Father John was on his feet even before he'd replaced the receiver. Whatever Father Brad and the Provincial had talked about would have to wait. He didn't want to know anyway. He grabbed his cowboy hat from the rack behind the desk and was on his way out the door before he said, “Sorry, something's come up.”
The young priest had turned partway around in his chair, disbelief on his face. “Hey, no problem.” he said. Father John could feel the wave of sarcasm at his back as be hurried down the hallway and out of the building.
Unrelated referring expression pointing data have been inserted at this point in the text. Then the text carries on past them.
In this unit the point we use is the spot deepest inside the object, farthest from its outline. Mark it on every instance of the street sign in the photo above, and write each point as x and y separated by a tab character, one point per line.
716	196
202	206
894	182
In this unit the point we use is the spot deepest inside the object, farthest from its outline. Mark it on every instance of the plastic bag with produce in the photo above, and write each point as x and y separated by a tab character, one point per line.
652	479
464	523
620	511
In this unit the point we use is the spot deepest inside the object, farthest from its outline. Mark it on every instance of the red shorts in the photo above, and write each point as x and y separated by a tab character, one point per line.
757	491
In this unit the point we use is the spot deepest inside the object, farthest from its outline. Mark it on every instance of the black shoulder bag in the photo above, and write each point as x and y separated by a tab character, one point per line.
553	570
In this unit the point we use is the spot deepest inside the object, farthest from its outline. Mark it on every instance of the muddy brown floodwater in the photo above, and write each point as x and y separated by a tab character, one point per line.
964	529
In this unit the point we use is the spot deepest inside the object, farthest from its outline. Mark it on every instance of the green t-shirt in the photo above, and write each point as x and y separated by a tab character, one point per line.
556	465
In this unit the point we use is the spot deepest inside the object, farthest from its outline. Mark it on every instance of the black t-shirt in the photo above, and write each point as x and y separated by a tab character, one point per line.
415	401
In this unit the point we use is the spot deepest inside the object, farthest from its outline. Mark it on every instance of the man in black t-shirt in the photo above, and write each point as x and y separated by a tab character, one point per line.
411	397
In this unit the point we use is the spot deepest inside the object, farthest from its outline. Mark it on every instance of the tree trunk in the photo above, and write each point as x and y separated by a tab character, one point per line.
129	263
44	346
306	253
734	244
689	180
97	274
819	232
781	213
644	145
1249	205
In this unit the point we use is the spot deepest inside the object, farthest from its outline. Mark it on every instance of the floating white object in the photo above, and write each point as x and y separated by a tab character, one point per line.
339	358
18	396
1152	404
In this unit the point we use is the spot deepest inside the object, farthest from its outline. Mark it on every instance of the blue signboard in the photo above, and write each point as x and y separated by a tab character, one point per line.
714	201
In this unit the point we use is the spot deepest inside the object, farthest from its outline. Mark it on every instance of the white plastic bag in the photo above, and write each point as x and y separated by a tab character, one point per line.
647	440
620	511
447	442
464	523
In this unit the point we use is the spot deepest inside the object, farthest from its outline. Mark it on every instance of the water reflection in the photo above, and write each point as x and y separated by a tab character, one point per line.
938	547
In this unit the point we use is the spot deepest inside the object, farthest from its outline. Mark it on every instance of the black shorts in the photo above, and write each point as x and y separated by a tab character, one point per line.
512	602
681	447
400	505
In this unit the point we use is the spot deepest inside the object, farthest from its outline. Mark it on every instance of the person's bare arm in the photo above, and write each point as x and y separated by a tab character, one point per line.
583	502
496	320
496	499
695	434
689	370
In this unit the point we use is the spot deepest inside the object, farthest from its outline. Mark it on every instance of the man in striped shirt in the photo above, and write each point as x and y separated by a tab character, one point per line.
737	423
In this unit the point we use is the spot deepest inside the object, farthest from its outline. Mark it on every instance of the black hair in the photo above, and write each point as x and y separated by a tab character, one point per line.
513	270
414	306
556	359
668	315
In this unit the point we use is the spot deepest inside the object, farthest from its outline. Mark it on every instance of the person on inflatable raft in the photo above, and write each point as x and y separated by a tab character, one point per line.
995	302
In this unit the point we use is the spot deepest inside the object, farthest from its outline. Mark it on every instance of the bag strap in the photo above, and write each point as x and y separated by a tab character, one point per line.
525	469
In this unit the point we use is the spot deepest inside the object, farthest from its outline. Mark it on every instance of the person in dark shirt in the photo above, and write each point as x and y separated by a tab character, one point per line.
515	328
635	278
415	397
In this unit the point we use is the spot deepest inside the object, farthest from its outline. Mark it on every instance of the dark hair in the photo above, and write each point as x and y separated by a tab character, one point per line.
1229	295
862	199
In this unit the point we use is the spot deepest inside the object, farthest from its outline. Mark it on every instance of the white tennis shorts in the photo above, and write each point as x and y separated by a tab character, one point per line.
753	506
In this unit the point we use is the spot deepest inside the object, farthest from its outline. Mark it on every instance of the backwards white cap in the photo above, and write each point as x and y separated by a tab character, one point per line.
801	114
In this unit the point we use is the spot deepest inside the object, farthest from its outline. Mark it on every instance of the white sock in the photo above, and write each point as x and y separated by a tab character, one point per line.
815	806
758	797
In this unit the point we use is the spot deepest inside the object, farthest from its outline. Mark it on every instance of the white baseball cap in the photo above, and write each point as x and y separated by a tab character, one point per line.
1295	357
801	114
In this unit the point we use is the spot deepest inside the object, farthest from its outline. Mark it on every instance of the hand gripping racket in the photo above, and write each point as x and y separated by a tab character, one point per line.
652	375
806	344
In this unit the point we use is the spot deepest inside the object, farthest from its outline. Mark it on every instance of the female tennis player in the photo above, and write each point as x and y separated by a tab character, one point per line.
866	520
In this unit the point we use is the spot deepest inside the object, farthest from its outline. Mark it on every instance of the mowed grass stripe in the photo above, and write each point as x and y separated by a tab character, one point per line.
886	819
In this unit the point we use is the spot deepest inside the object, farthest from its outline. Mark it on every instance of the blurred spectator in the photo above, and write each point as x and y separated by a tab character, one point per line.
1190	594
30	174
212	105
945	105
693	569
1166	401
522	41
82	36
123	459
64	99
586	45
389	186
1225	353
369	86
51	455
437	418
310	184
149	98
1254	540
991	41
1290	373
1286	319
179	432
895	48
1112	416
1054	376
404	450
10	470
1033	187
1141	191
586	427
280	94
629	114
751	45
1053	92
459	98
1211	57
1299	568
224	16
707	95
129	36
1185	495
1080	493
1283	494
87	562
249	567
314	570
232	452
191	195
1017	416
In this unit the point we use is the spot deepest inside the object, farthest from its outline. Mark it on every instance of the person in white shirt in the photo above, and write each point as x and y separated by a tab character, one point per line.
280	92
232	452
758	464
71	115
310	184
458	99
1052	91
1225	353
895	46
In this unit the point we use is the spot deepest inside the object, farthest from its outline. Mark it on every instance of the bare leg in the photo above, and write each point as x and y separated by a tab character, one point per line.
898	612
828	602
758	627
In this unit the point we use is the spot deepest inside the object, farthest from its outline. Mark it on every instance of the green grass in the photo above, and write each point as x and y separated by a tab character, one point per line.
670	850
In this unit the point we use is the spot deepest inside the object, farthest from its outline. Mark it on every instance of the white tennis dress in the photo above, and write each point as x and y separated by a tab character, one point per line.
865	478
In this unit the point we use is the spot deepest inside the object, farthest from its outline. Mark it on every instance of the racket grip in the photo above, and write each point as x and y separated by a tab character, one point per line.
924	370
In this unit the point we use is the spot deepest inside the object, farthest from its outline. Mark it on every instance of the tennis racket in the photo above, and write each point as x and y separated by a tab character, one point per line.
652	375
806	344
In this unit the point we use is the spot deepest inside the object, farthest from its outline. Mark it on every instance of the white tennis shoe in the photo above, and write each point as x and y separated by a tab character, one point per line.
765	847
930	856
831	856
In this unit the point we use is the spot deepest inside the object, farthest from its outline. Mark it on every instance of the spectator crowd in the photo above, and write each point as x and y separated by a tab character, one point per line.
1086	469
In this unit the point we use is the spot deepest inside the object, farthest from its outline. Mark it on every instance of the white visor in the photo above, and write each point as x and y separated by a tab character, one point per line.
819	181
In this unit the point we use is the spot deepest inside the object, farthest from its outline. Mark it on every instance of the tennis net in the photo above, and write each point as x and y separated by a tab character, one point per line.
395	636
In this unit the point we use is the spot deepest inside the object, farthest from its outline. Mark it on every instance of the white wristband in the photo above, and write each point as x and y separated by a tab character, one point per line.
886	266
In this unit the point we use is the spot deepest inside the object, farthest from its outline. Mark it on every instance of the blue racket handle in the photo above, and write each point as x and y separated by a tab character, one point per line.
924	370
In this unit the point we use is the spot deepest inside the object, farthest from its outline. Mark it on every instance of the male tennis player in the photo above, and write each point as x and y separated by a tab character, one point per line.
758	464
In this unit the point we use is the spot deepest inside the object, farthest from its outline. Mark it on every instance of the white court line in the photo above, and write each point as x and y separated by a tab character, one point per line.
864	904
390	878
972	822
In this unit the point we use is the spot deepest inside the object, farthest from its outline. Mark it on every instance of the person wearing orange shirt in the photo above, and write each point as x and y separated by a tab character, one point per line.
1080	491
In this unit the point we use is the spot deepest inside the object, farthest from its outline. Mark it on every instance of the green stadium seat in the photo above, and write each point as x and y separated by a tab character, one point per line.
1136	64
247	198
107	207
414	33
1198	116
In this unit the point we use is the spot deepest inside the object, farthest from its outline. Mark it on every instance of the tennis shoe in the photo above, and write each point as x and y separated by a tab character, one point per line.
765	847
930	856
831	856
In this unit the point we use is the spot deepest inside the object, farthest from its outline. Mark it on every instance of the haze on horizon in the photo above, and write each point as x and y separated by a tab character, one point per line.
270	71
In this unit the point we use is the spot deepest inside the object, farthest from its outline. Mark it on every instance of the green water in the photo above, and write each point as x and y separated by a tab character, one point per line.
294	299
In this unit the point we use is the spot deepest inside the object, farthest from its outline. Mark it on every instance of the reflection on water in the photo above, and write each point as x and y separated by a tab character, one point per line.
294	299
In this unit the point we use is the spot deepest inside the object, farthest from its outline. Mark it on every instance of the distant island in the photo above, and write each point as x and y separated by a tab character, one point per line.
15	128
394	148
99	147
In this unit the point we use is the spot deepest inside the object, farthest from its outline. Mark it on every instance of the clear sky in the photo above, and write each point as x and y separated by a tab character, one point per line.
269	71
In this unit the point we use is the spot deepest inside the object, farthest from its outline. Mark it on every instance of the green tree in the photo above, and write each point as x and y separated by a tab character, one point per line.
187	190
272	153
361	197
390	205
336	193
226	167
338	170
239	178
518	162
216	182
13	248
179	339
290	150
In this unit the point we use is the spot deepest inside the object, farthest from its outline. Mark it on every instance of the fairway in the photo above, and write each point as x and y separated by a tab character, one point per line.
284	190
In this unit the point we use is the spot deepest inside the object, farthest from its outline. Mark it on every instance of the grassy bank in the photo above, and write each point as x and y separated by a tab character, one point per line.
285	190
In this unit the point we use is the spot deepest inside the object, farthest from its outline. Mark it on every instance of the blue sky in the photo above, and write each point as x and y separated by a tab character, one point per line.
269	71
He parked the Toyota outside the red-brick tribal offices at Ethete. The pickup had made good time on Seventeen-Mile Road, although after being pulled over yesterday, he had kept an eye on the speedometer.
La Bohème
poured from the tape player.
Banner was grinding a cigarette butt onto the sidewalk as Father John got out of the Toyota. Inside, the building was arranged in a V-shape with the lobby at the base and tribal offices down two hallways. The receptionist at the front desk, intent on a telephone conversation, was staring off into space. Two Arapaho women sat on metal chairs beneath a long window that captured a stretch of flat. open plains. They flipped through magazines, bored and impatient.
Banner led the way down the hall on the right. By the time they reached Harvey's office, the chief had pulled a small key ring out of his shirt pocket. It held two keys. “Wait 'til you see this,” he said, jamming one key in the lock and pushing open the door.
Papers, file folders, and photographs spilled across one side of the tiled floor. Against the far wall was a metal file cabinet, its three drawers empty and tilting downward. Next to the cabinet sat a large oak desk with a swivel chair pushed against it. Nothing seemed out of place on the other side of the office where two file cabinets stood against the wall, drawers closed. Books were arranged on shelves in neat rows. Except for the filmy orange powder glazing everything in the room, half the office looked as if Harvey had just stepped away for a cup of coffee.
Father John picked up some papers by the toe of his boot. They were manuscript pages, each numbered in the top right-hand corner. He glanced down the top page: That
winter of 1878 was very hard. The children were crying with hunger. Warriors rode great distances looking for food and often returned to camp empty-handed. There was no place on the plains anymore for Arapahos, so the government told Chief Black Night to take the people to the Wind River Reservation and stay with the Shoshones. Chief Black Night went there first and said to Chief Washakie, “We want to come under your robe. ”
“This is Harvey's history,” Father John said, glancing up.